Adaptive Multi-Expert Reasoning via Difficulty-Aware Routing and Uncertainty-Guided Aggregation
For researchers working on math reasoning in LLMs, this work demonstrates that difficulty-based routing and uncertainty-driven aggregation can improve performance without synthetic data, though the gain is incremental over existing methods.
The paper introduces Adaptive Multi-Expert Reasoning (AMR), a framework that uses difficulty-aware routing and uncertainty-guided aggregation to improve math reasoning in LLMs. On GSM8K, AMR achieves 75.28% accuracy with only original training data, outperforming most 7B models trained on synthetic data.
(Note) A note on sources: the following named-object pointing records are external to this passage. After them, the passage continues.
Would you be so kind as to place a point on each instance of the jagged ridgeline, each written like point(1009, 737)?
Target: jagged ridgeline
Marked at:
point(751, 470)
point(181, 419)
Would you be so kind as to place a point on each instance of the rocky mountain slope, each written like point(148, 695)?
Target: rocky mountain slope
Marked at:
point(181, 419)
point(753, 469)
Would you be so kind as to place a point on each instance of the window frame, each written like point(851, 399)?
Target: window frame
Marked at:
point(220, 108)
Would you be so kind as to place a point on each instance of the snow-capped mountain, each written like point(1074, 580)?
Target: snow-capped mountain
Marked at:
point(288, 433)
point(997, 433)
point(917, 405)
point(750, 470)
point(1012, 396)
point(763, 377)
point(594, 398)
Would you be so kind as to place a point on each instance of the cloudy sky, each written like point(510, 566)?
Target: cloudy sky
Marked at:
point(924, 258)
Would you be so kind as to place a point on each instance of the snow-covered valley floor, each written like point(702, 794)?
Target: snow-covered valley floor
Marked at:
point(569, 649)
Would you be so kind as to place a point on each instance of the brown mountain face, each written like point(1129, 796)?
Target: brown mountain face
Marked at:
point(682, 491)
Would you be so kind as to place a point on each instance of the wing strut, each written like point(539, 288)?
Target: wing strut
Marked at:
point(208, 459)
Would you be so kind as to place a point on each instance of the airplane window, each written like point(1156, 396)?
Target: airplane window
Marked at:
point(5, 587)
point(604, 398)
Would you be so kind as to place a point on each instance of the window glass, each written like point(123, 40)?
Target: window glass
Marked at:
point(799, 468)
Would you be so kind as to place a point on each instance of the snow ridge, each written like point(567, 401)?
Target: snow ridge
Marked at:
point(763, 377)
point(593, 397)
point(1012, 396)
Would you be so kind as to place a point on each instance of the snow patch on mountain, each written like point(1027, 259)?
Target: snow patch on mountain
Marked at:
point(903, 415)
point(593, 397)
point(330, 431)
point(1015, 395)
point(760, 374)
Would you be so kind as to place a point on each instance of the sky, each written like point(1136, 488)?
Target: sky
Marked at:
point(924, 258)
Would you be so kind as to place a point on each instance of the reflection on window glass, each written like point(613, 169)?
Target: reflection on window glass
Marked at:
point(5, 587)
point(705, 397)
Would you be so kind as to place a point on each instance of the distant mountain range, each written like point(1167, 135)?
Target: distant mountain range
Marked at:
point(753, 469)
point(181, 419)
Large language models (LLMs) demonstrate strong performance in math reasoning benchmarks, but their performance varies inconsistently across problems with varying levels of difficulty. This paper describes Adaptive Multi-Expert Reasoning (AMR), a framework that focuses on problem complexity by reasoning with dynamically adapted strategies. An agile routing system that focuses on problem text predicts problems' difficulty and uncertainty and guides a reconfigurable sampling mechanism to manage the breadth of generation. Three specialized experts create candidate responses, which are modified during multiple correction and finalization phases. A neural verifier assesses the correctness of responses, while a clustering-based aggregation technique identifies the final candidate answer based on a combination of consensus and answer quality. When evaluated on the GSM8K dataset, AMR achieved 75.28% accuracy while only using the original training data. This result outperformed the majority of comparable 7B models that were trained on synthetic data. This showcases that models using difficulty-based routing and uncertainty-driven aggregation are efficient and effective in improving math reasoning models' robustness.